Outro livro que trata da visualidade dos surdos é o de Sacks (1998) ao apresentar um relato sobre Joseph, um menino surdo de 11 anos que tinha acabado de entrar em uma escola de surdos e que, mesmo privado de ter uma língua, demonstrava suas habilidades visuais:

Sua inteligência visual – a habilidade de resolver quebra-cabeças e problemas visuais – era boa, contrastando radicalmente com suas imensas dificuldades com os problemas de base verbal. Ele sabia desenhar e gostava dessa atividade: fazia bons esboços do quarto, apreciava desenhar pessoas; “entendia” desenhos animados, “entendia” conceitos visuais. (SACKS, 1998, p. 51)

A tese de Campelo (2008, p. 40) também deixa clara a importância dos estímulos visuais, inclusive para aprender a Língua Portuguesa:

Para reforçar o acesso à Língua Portuguesa, meu pai começou a me levar aos cinemas, desde os cinco anos. Foi um “amor visual” à primeira vista, perfeito para o meu pensamento visual. Alguns filmes eram legendados e outros não, mas para mim isso não importava. O que me importava era aprofundar as performances e competências que atiçavam muitas imaginações e construções de signos visuais.

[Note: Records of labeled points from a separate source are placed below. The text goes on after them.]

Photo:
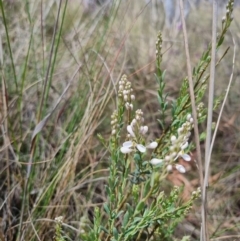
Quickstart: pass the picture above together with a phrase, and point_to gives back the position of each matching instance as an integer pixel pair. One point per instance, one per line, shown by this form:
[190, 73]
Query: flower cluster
[125, 92]
[136, 131]
[114, 122]
[178, 145]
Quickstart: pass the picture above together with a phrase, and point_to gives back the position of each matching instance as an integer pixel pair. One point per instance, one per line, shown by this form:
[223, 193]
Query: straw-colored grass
[58, 90]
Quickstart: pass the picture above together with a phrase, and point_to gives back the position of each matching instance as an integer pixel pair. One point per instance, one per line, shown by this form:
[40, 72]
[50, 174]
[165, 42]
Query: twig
[191, 90]
[204, 234]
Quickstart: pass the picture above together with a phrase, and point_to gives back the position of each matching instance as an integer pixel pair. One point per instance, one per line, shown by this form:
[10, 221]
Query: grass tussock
[61, 154]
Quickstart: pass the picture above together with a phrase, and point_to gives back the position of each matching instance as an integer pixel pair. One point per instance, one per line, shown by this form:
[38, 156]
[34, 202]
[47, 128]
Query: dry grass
[69, 166]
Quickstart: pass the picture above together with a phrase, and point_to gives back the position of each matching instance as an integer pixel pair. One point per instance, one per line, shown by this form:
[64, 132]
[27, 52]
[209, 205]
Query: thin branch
[204, 234]
[191, 90]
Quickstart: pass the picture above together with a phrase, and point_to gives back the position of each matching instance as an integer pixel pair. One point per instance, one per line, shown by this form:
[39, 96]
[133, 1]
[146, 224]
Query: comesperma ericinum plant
[137, 207]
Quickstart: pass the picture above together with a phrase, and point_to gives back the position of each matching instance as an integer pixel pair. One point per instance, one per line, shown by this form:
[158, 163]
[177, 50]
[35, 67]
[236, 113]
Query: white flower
[141, 148]
[156, 161]
[173, 139]
[182, 154]
[143, 129]
[152, 145]
[128, 147]
[130, 130]
[180, 168]
[169, 168]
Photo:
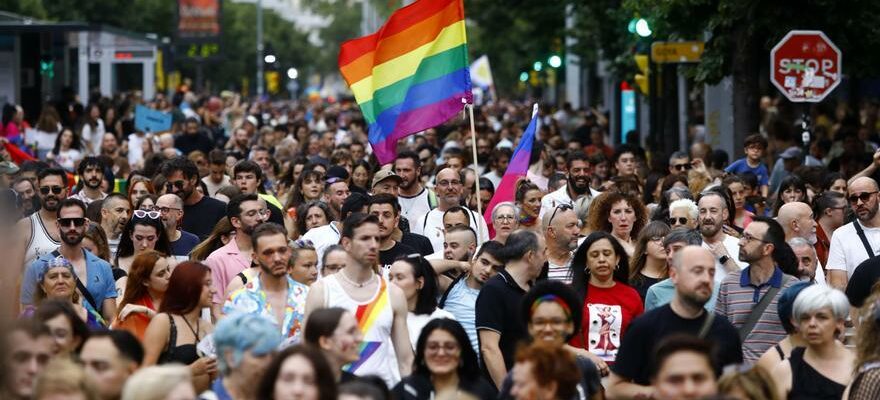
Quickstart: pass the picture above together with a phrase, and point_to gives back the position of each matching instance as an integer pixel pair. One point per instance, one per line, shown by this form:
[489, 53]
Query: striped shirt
[736, 299]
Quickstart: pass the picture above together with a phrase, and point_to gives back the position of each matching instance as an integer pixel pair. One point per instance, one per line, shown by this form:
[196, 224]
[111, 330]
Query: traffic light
[643, 77]
[273, 82]
[47, 66]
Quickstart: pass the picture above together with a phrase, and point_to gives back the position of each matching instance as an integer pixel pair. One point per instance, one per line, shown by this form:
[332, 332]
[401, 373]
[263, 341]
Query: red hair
[184, 288]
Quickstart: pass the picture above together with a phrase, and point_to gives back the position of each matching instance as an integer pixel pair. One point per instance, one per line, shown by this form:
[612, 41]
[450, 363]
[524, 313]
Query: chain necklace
[353, 283]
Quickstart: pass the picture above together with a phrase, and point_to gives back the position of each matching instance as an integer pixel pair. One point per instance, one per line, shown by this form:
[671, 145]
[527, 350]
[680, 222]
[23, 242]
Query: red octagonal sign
[805, 66]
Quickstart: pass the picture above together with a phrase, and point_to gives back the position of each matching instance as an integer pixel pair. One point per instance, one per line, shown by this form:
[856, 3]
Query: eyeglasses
[254, 213]
[748, 238]
[448, 183]
[54, 189]
[77, 222]
[562, 207]
[677, 221]
[146, 214]
[449, 347]
[853, 199]
[176, 184]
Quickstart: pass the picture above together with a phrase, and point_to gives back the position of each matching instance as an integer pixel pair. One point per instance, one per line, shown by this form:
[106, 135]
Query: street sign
[805, 66]
[676, 52]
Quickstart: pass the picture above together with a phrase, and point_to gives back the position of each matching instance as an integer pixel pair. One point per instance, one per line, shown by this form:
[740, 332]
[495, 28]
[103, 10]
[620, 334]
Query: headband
[555, 299]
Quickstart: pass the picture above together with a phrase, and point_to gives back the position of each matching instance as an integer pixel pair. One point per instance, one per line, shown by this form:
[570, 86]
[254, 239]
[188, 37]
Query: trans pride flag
[516, 170]
[412, 74]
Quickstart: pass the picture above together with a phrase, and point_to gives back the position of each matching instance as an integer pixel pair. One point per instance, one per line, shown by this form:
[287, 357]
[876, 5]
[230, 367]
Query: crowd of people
[259, 251]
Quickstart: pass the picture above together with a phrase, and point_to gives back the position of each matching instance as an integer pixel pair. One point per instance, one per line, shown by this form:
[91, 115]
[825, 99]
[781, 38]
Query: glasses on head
[54, 189]
[562, 207]
[146, 214]
[673, 221]
[176, 184]
[254, 213]
[77, 222]
[748, 238]
[854, 198]
[446, 183]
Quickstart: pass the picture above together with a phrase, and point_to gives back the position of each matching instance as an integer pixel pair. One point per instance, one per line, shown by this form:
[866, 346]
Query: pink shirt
[225, 263]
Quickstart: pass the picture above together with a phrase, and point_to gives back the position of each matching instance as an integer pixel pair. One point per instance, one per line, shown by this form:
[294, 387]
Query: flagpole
[470, 108]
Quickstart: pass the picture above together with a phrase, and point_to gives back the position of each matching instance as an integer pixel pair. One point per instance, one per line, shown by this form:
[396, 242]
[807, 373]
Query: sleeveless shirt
[807, 383]
[40, 242]
[375, 318]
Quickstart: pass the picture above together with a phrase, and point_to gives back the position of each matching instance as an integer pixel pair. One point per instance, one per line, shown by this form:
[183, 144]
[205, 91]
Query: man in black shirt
[692, 274]
[387, 210]
[200, 213]
[499, 323]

Todos esses relatos deixam clara a importância da visualidade na vida dos surdos e sua importância para a aprendizagem. Em razão da visualidade das pessoas surdas, propomos a ilustração como uma das vias de acesso às entradas do glossário. Isto se deve, principalmente, às singularidades do público-alvo que, em geral, apresenta uma percepção visual mais aguçada. Os surdos, muitas vezes, têm uma imagem mental de determinado objeto, mas não

conhecem a palavra em LP. Por isso, a busca pela ilustração para se chegar ao lema pode ser um caminho de lexicografia para os surdos com vista ao aprendizado do Português como segunda língua.